Cette porte d’entrée pour Xochitl Gomez et son personnage d’America Chavez apparaît autant gagnante que bâclée tellement on l’a met et nous met face au fait accompli sans trop de circonstances (comme c’était le cas de nombreuses fois auparavant après tout pour ne nommer que le plus récent Spider-Man). Alors qu’en parallèle, les rumeurs de cameos qui enflammaient la toile depuis des mois risquent au final de faire étoffe de pétards mouillés tellement on est loin du « fan service » dont Spider-Man : No Way Home faisait office.
Alors qu’on veut récompenser les bons élèves qui ont tous vu, sans pour autant pénaliser les plus novices, on offre juste assez de références pour donner envie de se lancer ou se relancer dans les œuvres qu’on aurait pu rater, tout en se contentant d’être assez générique pour combler ceux qui seraient seulement tombés sur ce film pour passer le temps.
Le résultat n’en demeure que plus aberrant.
Peut-être est-ce parce qu’on essaie encore de se remettre de la maestria de Everything Everywhere All At Once, mais ici la question du multivers est tellement précaire, simpliste et abstraite qu’on ne peut que critiquer la paresse.
La comparaison est d’autant plus dommageable pour le film, quand on sait pertinemment que Raimi s’en sort toujours mieux avec moins d’argent, lui qui a été pendant si longtemps un modèle pour les impressionnants films faits à partir de rien. Comme quoi son fascinant Darkman risque de ne jamais trouver de véritable successeur.
On sent toutefois ici et là une certaine volonté de retourner à ses premiers amours. Il y a quelques transitions, des petits tours de montage, un cameo précis et cette exploration de thématiques fétiches comme le bien, le mal et la mort, tout comme de la vie après la mort, mais dans une version tellement réduite et contenue que cela n’en apparaît que plus crève-cœur. Même une rare scène a priori prometteuse impliquant de la musique finit par manquer de cadence.
À ce titre, la présence prévisible de Danny Elfman à la musique fait une abstraction presque totale des amusantes compositions de Giacchino, sans vraiment apporter quoique ce soit de nouveau ou un tant soit peu intéressant à l’ensemble.
Et c’est d’autant plus gênant de les voir essayer d’incorporer de l’horreur sans pour autant en faire, tout comme d’oser quelque chose d’étonnamment intimiste sans avoir la possibilité d’accorder de la profondeur à cette proximité (on dira ce qu’on voudra sur Eternals, il réussissait bien mieux cette hauteur d’âme ironiquement plus « humaine »). La psychologie de Stephen est réduite à néant, alors qu’on n’arrive aucunement à exploiter les aspects les plus intéressants des nombreux dilemmes qu’on nous présente.
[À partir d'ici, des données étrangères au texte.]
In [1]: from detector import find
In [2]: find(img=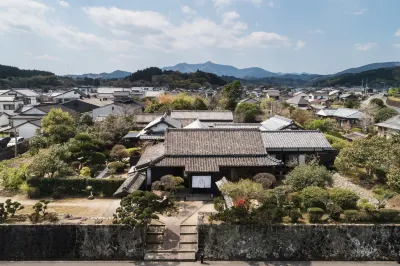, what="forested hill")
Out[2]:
[128,67,226,89]
[313,67,400,87]
[0,65,54,79]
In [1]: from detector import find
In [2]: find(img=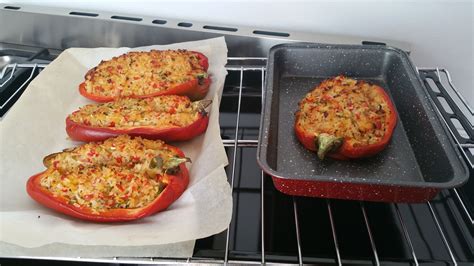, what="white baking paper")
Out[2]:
[0,38,232,257]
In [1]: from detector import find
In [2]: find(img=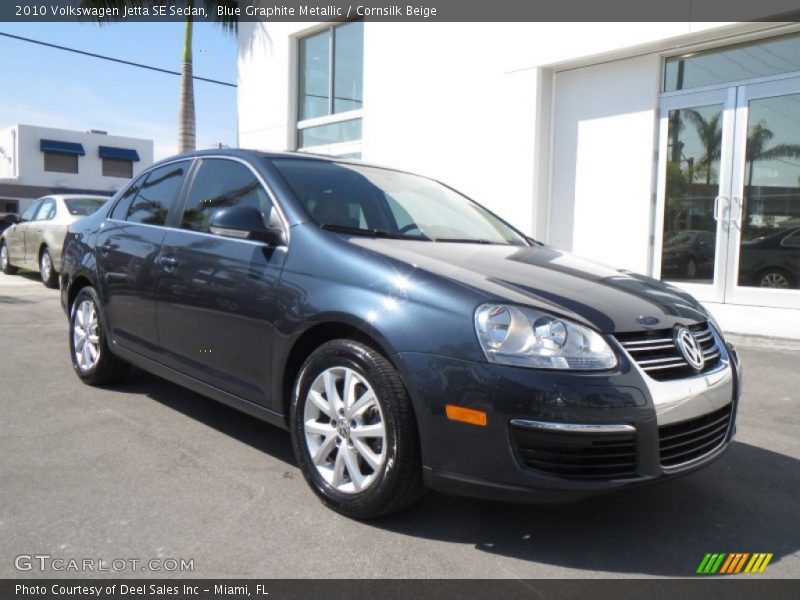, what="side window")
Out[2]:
[19,200,42,223]
[111,173,147,221]
[127,161,191,225]
[781,229,800,248]
[181,158,272,232]
[33,198,56,221]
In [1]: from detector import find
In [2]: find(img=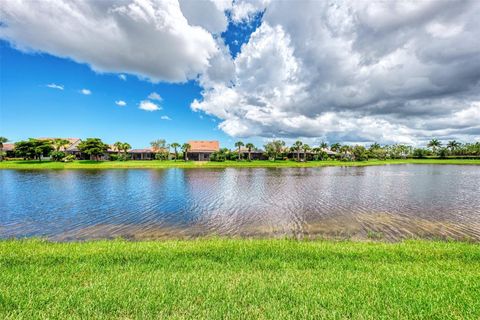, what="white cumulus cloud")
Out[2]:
[148,92,163,101]
[47,83,64,90]
[0,0,217,82]
[138,100,162,111]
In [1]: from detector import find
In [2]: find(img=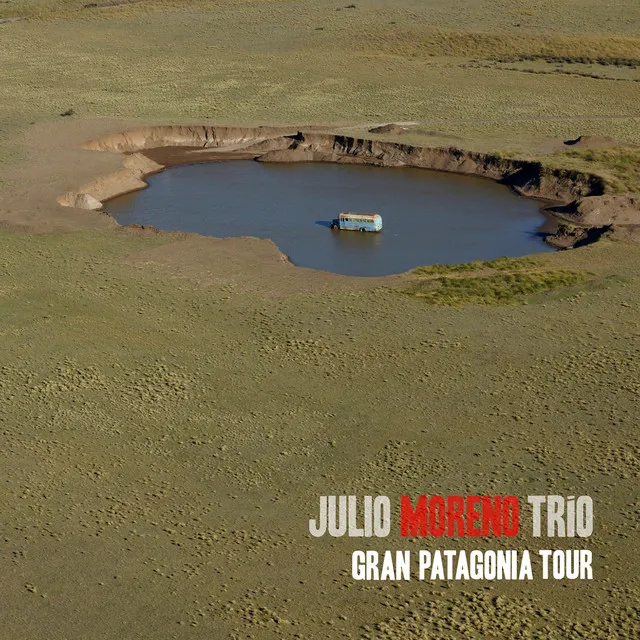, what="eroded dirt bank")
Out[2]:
[58,126,640,247]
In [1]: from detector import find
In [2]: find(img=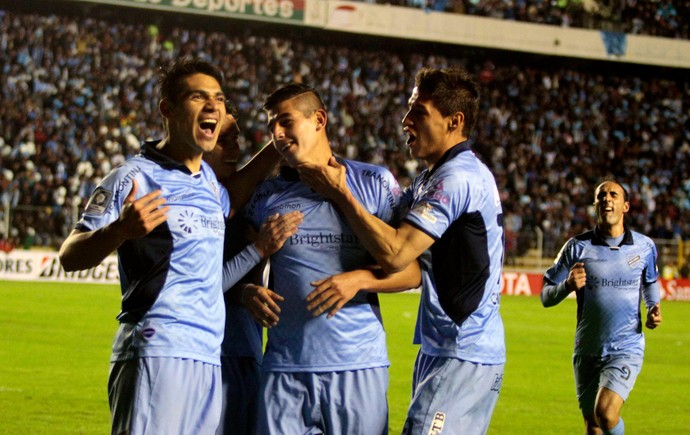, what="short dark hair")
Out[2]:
[594,177,629,202]
[158,56,223,103]
[415,66,479,137]
[223,86,240,120]
[262,83,326,116]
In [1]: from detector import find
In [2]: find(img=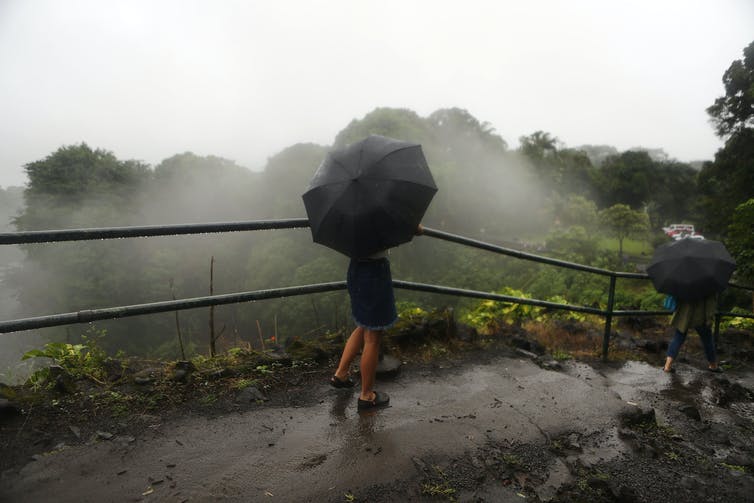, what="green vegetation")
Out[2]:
[422,465,456,501]
[0,39,754,364]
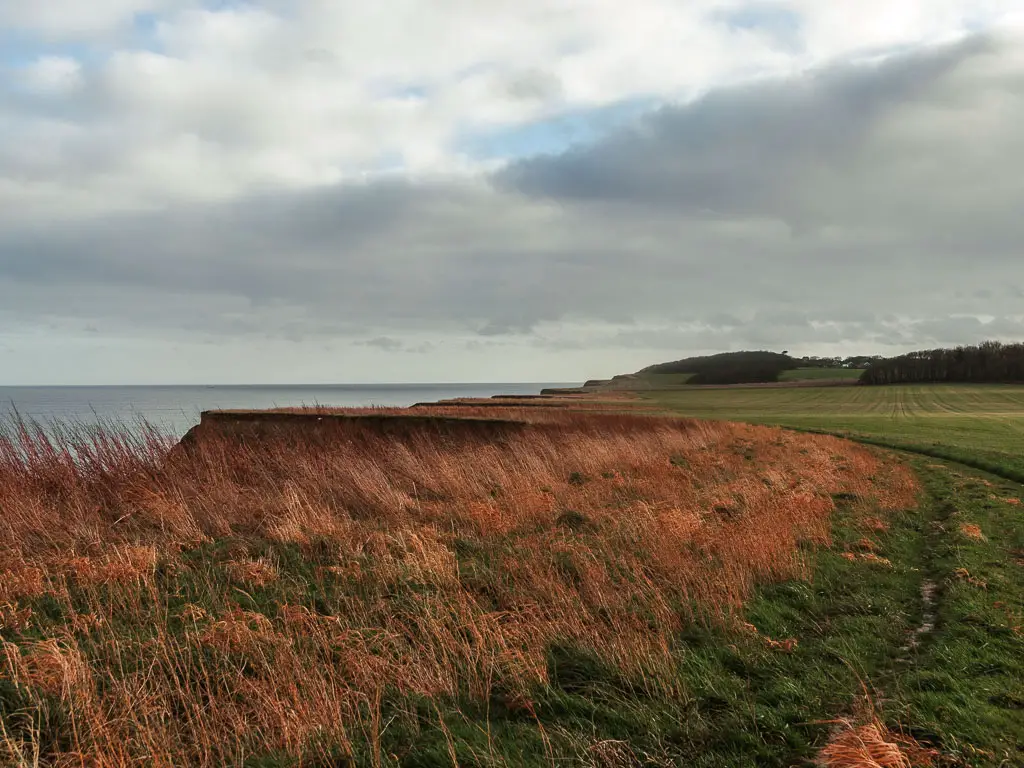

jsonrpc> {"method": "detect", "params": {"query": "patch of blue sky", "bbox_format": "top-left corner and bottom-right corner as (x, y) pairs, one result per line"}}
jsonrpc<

Par ailleurs, l’inconsistance de Wanda est aussi impertinente qu’à chacune de ses apparitions dans un des films de Marvel, impossible de ne pas penser à cette réplique qu’on n’a toujours pas oubliée : I don’t even know who you are.
On évitera donc de s’étirer plus longuement sur un film qui à l’inverse n’en offre que bien peu à se mettre sous la dent. Doctor Strange in the Multiverse of Madness représente néanmoins un certain miracle : soit d’arriver à ne rien faire de satisfaisant autant avec le talent réuni que les possibilités qui lui étaient offertes et ce, pratiquement sur un plateau d’argent.
4/10
Doctor Strange in the Multiverse of Madness prend l’affiche en salle ce vendredi 6 mai. Plusieurs représentations ont lieu ce jeudi.